The effects of the credit squeeze continue to make the headlines and despite a cut in the Bank of England base rate, things are not looking to improve in the short term. Leasing and asset finance brokers are beginning to feel the effects of the crunch, although specialist brokers are feeling the pinch in different ways.

Vehicle finance brokers are finding conditions tougher as business becomes harder to place, rates are higher and underwriting terms get tougher. Deals which would have been dead certs twelve months ago now require a lot more information about the client to be supplied for underwriting purposes than it would have done previously.

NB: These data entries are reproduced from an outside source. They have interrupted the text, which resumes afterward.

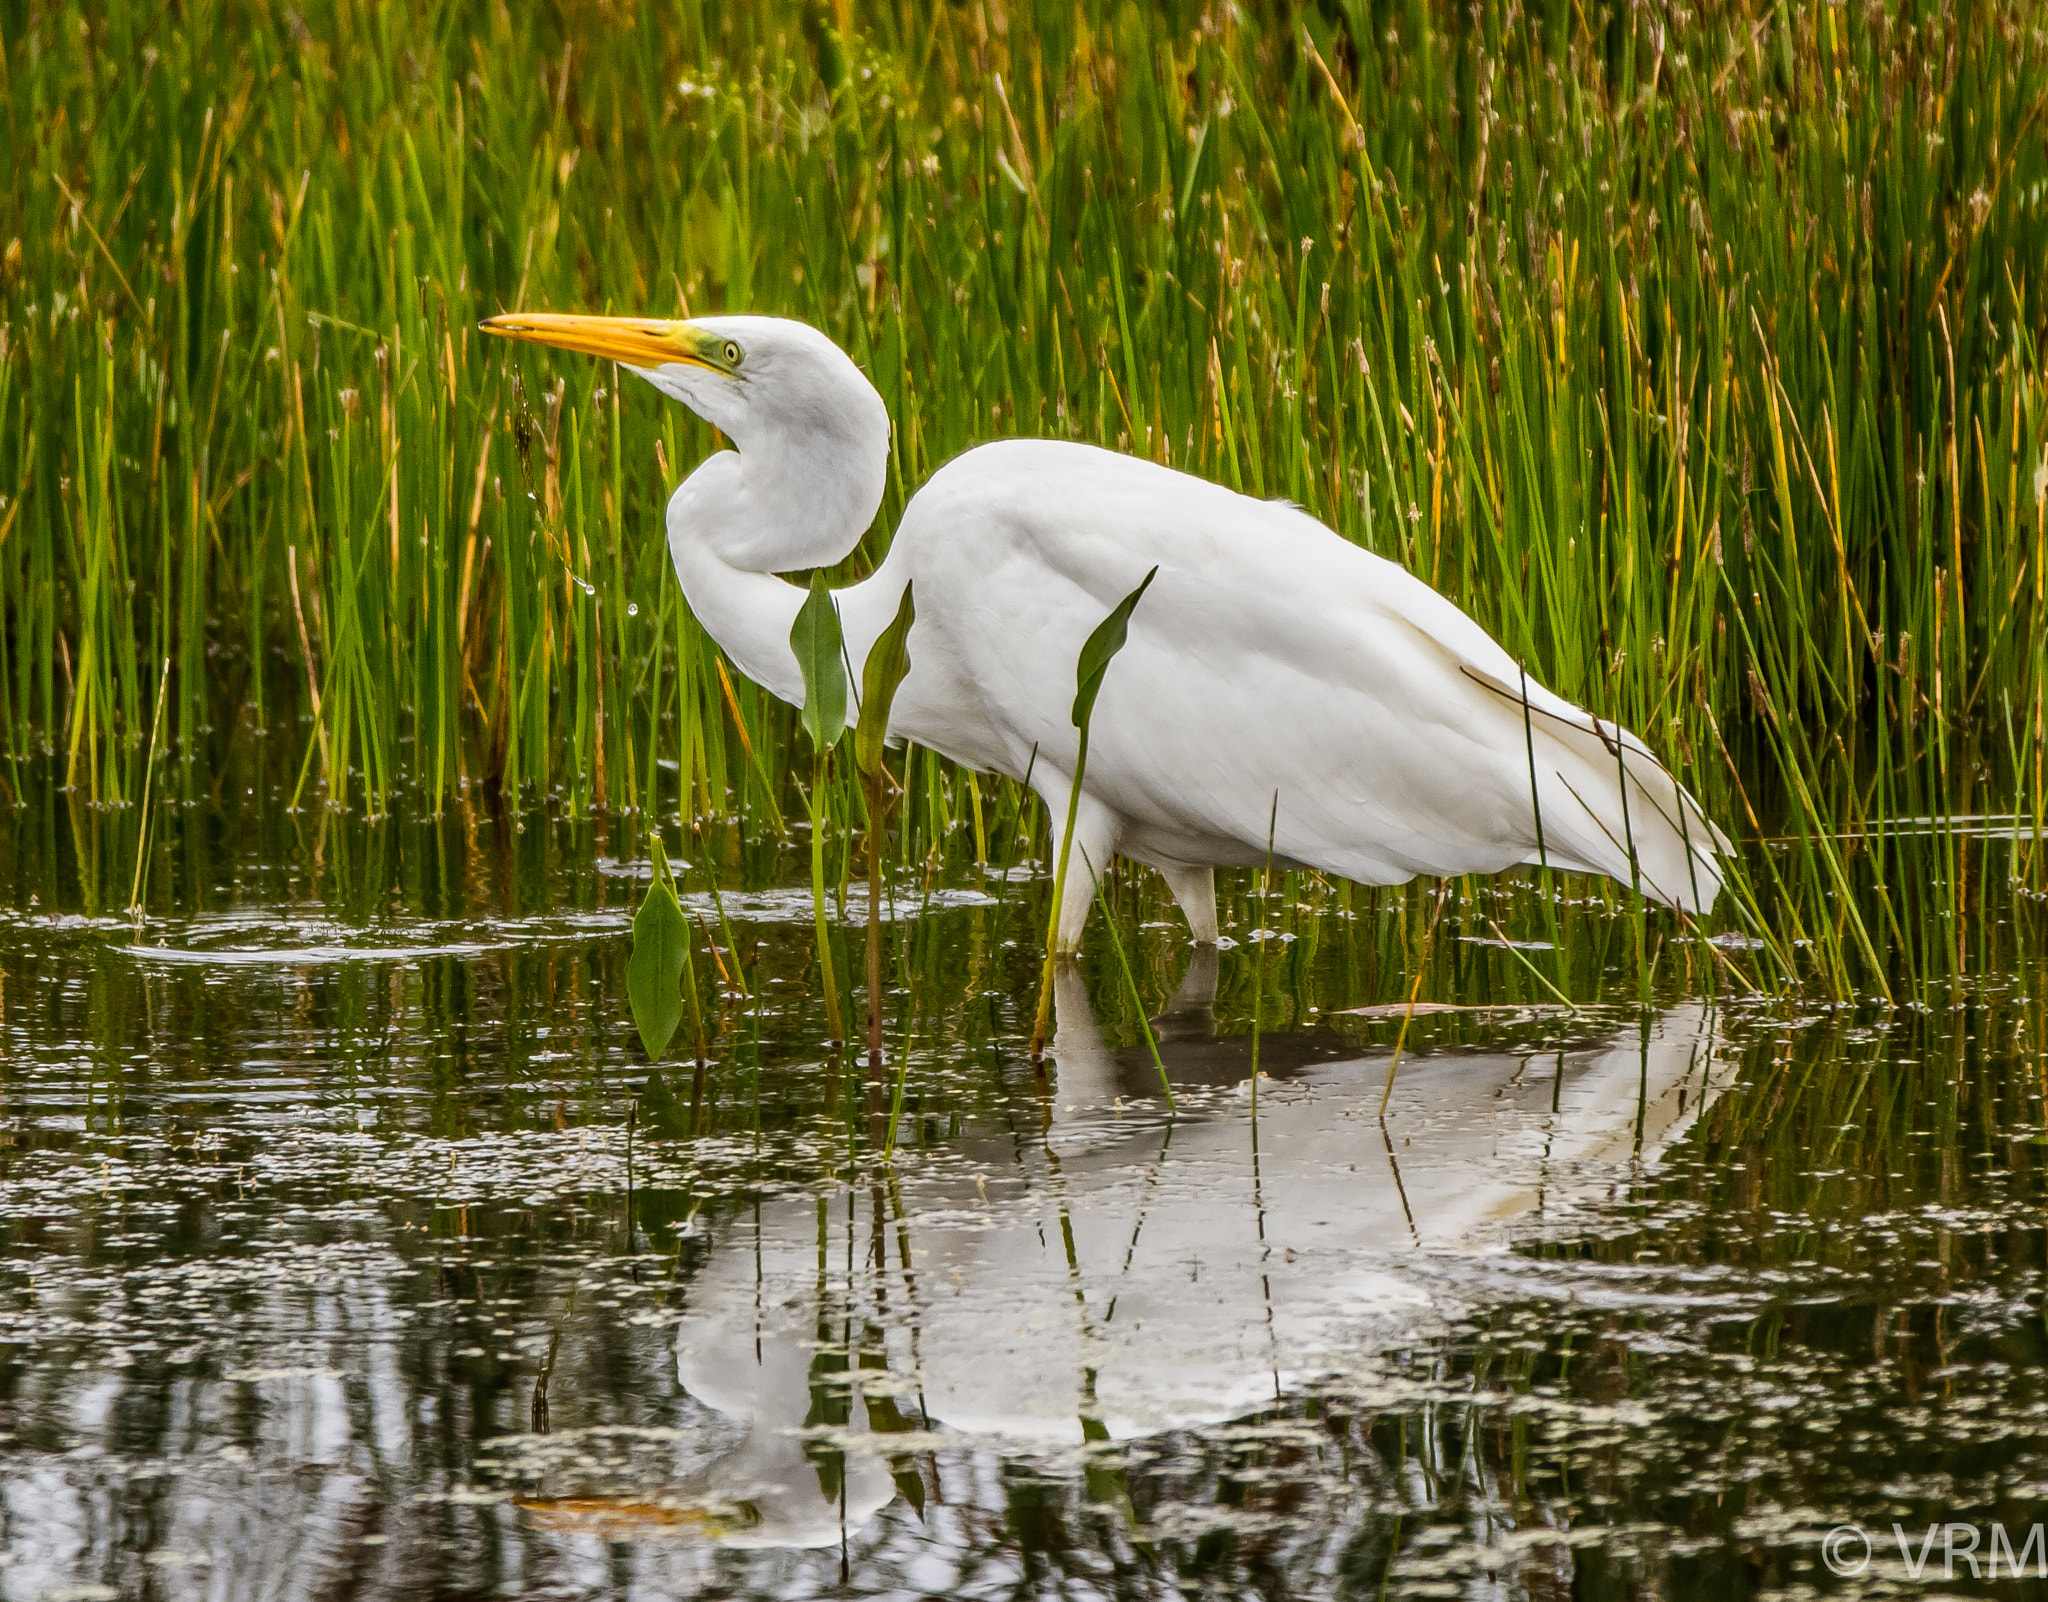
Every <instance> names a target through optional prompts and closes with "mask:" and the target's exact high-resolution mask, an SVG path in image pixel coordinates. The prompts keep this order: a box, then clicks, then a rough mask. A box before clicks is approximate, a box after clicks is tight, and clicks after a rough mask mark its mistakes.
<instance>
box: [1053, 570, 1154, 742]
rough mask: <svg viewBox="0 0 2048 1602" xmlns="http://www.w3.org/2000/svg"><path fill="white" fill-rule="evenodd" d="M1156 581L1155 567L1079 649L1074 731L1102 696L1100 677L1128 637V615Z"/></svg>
mask: <svg viewBox="0 0 2048 1602" xmlns="http://www.w3.org/2000/svg"><path fill="white" fill-rule="evenodd" d="M1155 578H1159V570H1157V567H1153V570H1151V572H1149V574H1145V578H1143V580H1141V582H1139V588H1135V590H1133V592H1130V594H1126V596H1124V598H1122V600H1118V602H1116V604H1114V606H1112V608H1110V615H1108V617H1106V619H1102V623H1098V625H1096V631H1094V633H1092V635H1090V637H1087V643H1085V645H1081V656H1079V660H1077V662H1075V664H1073V727H1077V729H1085V727H1087V719H1090V717H1092V715H1094V711H1096V697H1098V694H1100V692H1102V674H1106V672H1108V668H1110V660H1112V658H1114V656H1116V654H1118V651H1120V649H1122V647H1124V639H1126V637H1128V633H1130V613H1135V610H1137V604H1139V598H1141V596H1143V594H1145V590H1147V588H1149V586H1151V582H1153V580H1155Z"/></svg>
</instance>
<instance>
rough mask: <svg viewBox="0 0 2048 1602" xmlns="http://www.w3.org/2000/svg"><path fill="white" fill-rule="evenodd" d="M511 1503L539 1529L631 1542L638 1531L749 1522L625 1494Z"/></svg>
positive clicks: (564, 1533)
mask: <svg viewBox="0 0 2048 1602" xmlns="http://www.w3.org/2000/svg"><path fill="white" fill-rule="evenodd" d="M512 1502H514V1506H518V1510H520V1512H524V1514H526V1518H528V1520H530V1522H532V1524H535V1526H537V1528H543V1530H557V1532H561V1534H598V1536H604V1538H608V1541H631V1538H633V1536H635V1534H649V1532H653V1530H678V1532H682V1530H694V1532H698V1534H707V1536H717V1534H719V1532H721V1530H727V1528H737V1526H743V1524H745V1522H748V1520H745V1516H743V1514H741V1516H739V1518H721V1516H719V1514H711V1512H705V1510H702V1508H690V1506H686V1504H676V1502H629V1500H627V1498H623V1495H518V1498H512Z"/></svg>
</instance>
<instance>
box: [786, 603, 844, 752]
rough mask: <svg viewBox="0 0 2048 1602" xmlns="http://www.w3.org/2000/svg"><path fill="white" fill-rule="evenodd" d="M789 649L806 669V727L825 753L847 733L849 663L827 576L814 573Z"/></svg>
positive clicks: (799, 614) (816, 744)
mask: <svg viewBox="0 0 2048 1602" xmlns="http://www.w3.org/2000/svg"><path fill="white" fill-rule="evenodd" d="M788 647H791V649H793V651H795V654H797V666H799V668H801V670H803V727H805V731H807V733H809V735H811V742H813V744H815V746H817V748H819V750H823V748H825V746H831V744H834V742H836V740H838V737H840V735H842V733H844V731H846V664H844V662H842V658H840V651H842V643H840V608H838V606H836V604H834V600H831V590H829V588H827V586H825V576H823V574H811V594H807V596H805V598H803V606H801V608H799V610H797V621H795V623H793V625H791V631H788Z"/></svg>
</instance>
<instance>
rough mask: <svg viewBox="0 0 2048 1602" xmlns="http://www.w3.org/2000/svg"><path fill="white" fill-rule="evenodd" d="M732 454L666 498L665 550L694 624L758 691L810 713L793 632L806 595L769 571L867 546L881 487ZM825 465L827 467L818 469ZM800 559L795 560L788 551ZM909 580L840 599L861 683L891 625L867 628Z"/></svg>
mask: <svg viewBox="0 0 2048 1602" xmlns="http://www.w3.org/2000/svg"><path fill="white" fill-rule="evenodd" d="M770 455H772V453H748V455H745V457H741V455H737V453H733V451H723V453H719V455H715V457H711V459H709V461H707V463H702V465H700V467H698V469H696V471H694V473H690V477H688V479H684V483H682V488H680V490H676V494H674V496H672V498H670V502H668V549H670V555H672V557H674V561H676V578H678V580H680V582H682V594H684V598H688V602H690V610H692V613H694V615H696V621H698V623H702V625H705V629H707V631H709V633H711V637H713V639H717V641H719V645H721V647H723V649H725V654H727V656H729V658H731V660H733V664H735V666H737V668H739V670H741V672H743V674H745V676H748V678H752V680H754V682H756V684H760V686H762V688H766V690H770V692H774V694H776V697H780V699H782V701H788V703H793V705H803V674H801V670H799V668H797V656H795V654H793V651H791V645H788V631H791V627H793V625H795V621H797V610H799V606H803V596H805V592H803V590H799V588H797V586H795V584H788V582H784V580H780V578H776V576H774V572H770V563H772V565H778V567H817V565H825V563H831V561H838V559H840V557H844V555H846V553H848V551H852V549H854V545H856V543H858V541H860V535H862V533H864V531H866V526H868V520H870V518H872V516H874V502H877V500H879V498H881V490H879V486H870V483H866V481H864V479H866V477H868V473H846V471H838V473H836V471H831V467H829V463H803V461H786V459H784V461H770ZM819 469H823V471H819ZM793 553H795V559H791V555H793ZM891 584H893V592H891V594H889V596H887V606H889V608H891V613H893V608H895V602H897V598H899V596H901V590H903V584H901V580H899V578H897V580H887V578H885V576H883V574H874V576H872V578H868V580H866V582H862V584H854V586H850V588H846V590H838V592H836V596H834V598H836V600H838V604H840V625H842V629H844V633H846V654H848V658H850V662H852V666H854V674H856V682H858V672H860V664H862V662H864V660H866V654H868V645H872V641H874V637H877V635H879V633H881V629H883V627H885V625H887V621H889V617H887V615H881V617H877V619H872V621H870V613H877V610H879V608H881V606H883V602H885V596H883V594H881V590H885V588H891Z"/></svg>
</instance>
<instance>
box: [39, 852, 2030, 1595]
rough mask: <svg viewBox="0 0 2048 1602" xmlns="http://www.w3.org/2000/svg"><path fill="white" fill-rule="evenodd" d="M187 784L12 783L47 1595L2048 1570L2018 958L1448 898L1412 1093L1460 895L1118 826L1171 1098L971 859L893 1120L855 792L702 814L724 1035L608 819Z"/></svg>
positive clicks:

Stefan Erentraut, owner of MVM Vehicle Contracts (one of our vehicle finance broker members as well as the head of the NACFB’s Vehicle Finance division) has seen underwriters look for full details of both company directors’ and private individual’s income and expenditure before a deal has been underwritten. He says that of the five deals submitted recently three have been returned with requests for supplementary information.
 
But brokers in leasing and asset finance away from the wheeled asset market are facing different challenges. Ray Wells, an experienced and long established leasing broker, as well as Director of Leasing and Asset Finance at the NACFB, said that the main issue facing leasing and asset finance brokers was the uncertainty in the market. He said: “It’s difficult to be sure whether individual lenders have tightened their criteria or not. I suspect lenders are looking at individual deals more closely than they were, but there have been no significant changes from the finance companies, yet.”
 
The main challenge has been one of finding new deals to place. “Because of the uncertainty in the market, people are putting off buying large assets, such as plant and machinery, until things have stabilised. The result has been that the volume of business has decreased for brokers. Deals and new customer are harder to come by.” Customers seem to have adopted a wait and see approach to the current economic situation, but Ray believes that there are reasons to be optimistic even so.
 
“Finance House Base Rate came down in November from 7% to 6.5% and Bank of England Base rate has also been cut. Some may argue that this is too little to late, but I believe the market will begin to correct itself.” Since then there has also been the unprecedented announcement of co-operation between the major world banks in order to boost confidence in the world economy and attempt to head off any recession fears by announcing new measures to inject extra funds into the financial system.
 
Out of these recent events, it has been alarming to note how vulnerable some of the biggest banks have looked in this crisis. Ray commented: “The current credit squeeze has been an eye opener in terms of how some of the largest banks, both in the US and here in the UK, are not invincible.” The effect is one of confidence – and despite all efforts this may take a while to return.